Well, it needed a lot of help: It needed new sustain grommets. The harp cover was scratched-up. The hardware had some corrosion. The action was desperately heavy. The Tolex in the back was ripped and scuffed. There was lots of residue from someone’s attempt to repair Tolex damage with duct tape. The two lowest bass tines were missing. (Likely harvested and cut down by a past owner to replace broken tines in more heavily trafficked areas of the keyboard.) The large Fender Rhodes logo on the back had lost all its chrome plating, and some of its letters. (I was now the proud owner of a “Fenaer Rhod”).
But it just sounded incredible. That was all the motivation I needed to get to work.
So, I replaced the grommets, screws and washers. Polished all the metal parts, and they ended up looking quite nice. Sourced and replaced the two missing tines. Scrubbed everything clean — inside and out — including the duct tape residue, which seemed to take forever. (Don’t ever put duct tape on Tolex!) Lubed the pedestal felts (silicon spray) and the key pins (with Protek CLP, the gold-standard for lubing acoustic piano actions). Tightened and aligned the tines to the tone bars. Replaced the broken logo with a new replica one. Replaced the scratched harp cover with a near-perfect one from another Stage 73 piano I owned. Leveled a couple of keys, and installed a few tonebar clips to improve the sustain of the highest notes.

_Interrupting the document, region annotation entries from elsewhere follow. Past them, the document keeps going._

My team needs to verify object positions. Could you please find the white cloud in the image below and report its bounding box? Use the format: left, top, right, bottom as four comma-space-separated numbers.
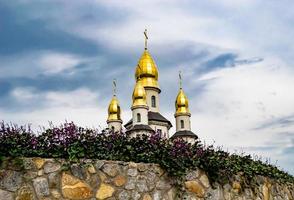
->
39, 52, 81, 74
0, 50, 84, 78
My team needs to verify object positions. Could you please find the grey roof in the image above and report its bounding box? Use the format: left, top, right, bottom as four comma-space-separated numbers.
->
171, 130, 198, 139
124, 111, 172, 127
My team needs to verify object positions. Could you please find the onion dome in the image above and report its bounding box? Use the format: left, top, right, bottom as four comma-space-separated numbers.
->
133, 79, 147, 106
135, 48, 159, 88
107, 95, 121, 121
175, 88, 190, 115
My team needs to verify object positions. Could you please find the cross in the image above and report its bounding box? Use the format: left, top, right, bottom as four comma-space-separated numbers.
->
179, 71, 182, 89
113, 79, 116, 96
144, 29, 148, 50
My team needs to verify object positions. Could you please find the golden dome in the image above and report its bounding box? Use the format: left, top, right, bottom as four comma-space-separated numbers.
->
107, 95, 121, 121
135, 49, 159, 88
133, 79, 147, 106
175, 88, 190, 115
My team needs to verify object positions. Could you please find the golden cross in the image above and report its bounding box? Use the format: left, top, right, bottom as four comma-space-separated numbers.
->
179, 71, 182, 89
113, 79, 116, 96
144, 29, 148, 50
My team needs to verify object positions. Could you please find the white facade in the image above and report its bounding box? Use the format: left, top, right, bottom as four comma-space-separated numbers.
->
175, 114, 191, 131
107, 120, 122, 132
132, 106, 148, 126
144, 87, 160, 112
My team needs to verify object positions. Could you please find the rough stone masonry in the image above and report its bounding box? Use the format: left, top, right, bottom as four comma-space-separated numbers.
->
0, 158, 294, 200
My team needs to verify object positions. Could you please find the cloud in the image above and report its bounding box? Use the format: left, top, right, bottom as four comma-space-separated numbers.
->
39, 53, 81, 74
0, 0, 294, 173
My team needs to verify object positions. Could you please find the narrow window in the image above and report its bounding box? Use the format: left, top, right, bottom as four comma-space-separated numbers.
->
151, 96, 156, 108
137, 113, 141, 122
181, 120, 184, 128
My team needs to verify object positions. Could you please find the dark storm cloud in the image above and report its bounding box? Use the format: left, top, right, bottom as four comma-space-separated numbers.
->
0, 3, 99, 55
254, 114, 294, 130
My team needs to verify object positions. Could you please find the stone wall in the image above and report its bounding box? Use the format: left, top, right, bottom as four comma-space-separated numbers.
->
0, 158, 294, 200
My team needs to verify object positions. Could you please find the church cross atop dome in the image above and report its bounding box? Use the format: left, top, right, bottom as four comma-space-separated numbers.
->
144, 29, 148, 50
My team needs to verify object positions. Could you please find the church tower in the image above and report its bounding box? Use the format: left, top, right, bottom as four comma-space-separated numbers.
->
127, 80, 154, 137
107, 80, 122, 132
125, 30, 172, 138
171, 73, 198, 143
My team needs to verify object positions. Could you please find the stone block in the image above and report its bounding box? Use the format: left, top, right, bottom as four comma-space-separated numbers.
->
113, 175, 126, 187
33, 177, 50, 198
96, 183, 115, 199
44, 161, 61, 174
102, 164, 119, 177
0, 170, 23, 192
0, 189, 13, 200
185, 181, 205, 198
61, 173, 93, 199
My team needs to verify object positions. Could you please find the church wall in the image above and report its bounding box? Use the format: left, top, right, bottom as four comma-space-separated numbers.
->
145, 88, 159, 112
0, 158, 294, 200
108, 121, 122, 132
149, 124, 169, 138
132, 108, 148, 125
176, 115, 191, 131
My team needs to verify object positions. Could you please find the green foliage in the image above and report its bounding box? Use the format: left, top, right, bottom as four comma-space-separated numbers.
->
0, 120, 294, 183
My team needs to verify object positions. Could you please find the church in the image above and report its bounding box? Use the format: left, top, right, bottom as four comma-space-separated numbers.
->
107, 30, 198, 143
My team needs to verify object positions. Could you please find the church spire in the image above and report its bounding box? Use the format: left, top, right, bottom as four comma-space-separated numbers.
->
144, 29, 148, 50
175, 71, 190, 115
107, 79, 122, 132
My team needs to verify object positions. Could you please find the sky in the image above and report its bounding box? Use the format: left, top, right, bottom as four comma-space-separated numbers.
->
0, 0, 294, 175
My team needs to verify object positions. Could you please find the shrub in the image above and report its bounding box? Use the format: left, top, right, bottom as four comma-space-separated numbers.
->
0, 122, 294, 182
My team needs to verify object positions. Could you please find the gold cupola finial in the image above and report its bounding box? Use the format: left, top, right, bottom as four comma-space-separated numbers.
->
107, 79, 121, 121
135, 29, 159, 89
175, 71, 190, 115
132, 79, 147, 106
144, 29, 148, 50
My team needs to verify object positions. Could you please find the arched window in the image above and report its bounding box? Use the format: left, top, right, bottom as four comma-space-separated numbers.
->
137, 113, 141, 122
151, 95, 156, 108
181, 120, 185, 128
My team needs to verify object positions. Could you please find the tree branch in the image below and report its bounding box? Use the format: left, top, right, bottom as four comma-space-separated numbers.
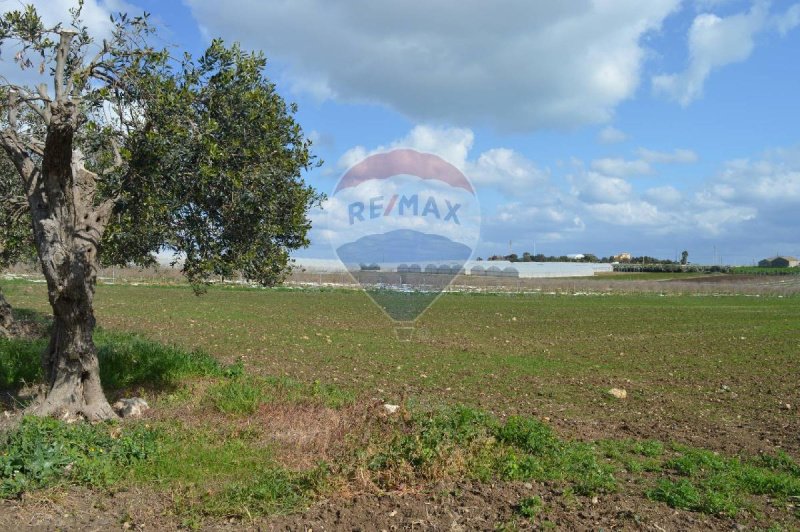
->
54, 30, 76, 102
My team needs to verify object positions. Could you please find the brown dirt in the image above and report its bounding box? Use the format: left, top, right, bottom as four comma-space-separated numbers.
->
0, 483, 756, 531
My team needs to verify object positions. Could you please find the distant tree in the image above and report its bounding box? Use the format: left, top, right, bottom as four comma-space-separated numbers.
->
0, 1, 320, 419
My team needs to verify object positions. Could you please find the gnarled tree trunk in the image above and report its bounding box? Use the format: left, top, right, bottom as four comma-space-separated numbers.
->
29, 102, 116, 420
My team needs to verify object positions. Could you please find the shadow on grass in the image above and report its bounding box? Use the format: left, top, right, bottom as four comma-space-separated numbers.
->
0, 311, 224, 403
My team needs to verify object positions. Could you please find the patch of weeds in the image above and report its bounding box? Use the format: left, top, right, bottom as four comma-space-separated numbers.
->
647, 479, 700, 510
211, 466, 327, 518
206, 378, 268, 415
94, 329, 223, 390
0, 328, 223, 390
206, 376, 355, 415
517, 495, 544, 519
368, 408, 616, 495
132, 425, 328, 527
0, 417, 157, 497
0, 338, 47, 390
647, 446, 800, 516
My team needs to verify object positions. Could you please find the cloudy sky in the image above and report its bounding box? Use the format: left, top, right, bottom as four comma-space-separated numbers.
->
10, 0, 800, 264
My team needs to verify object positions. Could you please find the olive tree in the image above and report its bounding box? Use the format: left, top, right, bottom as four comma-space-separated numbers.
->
0, 2, 321, 419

The good news about the Tolex was that while there were some rips, there were no missing pieces. Just gluing the Tolex down solved most of the problems, but it was a painstaking job to get all the little pieces glued. Rubbed a little 303 vinyl protectant on the harp cover and Tolex. (It leaves a little shine without making everything greasy like Armor All.)
The lubing helped lighten the action, but lowering the escapement on both sides of the harp really made the difference. I had been planning to add a “bump mod” to the key pedestals to lighten the action, but it’s not necessary now, since the piano plays quite nicely without it.
I checked the strikeline. (It was perfect in its original factory setting.) Voiced it. Adjusted the volume of the notes to make them consistent. It arrived in near-perfect tuning, but I did a little touch-up of that. Added the correct grommets to the sustain pedal and the opening in the bottom of the piano (where the sustain rod goes). Added the proper non-slip vinyl “boots” to the tips of the front legs.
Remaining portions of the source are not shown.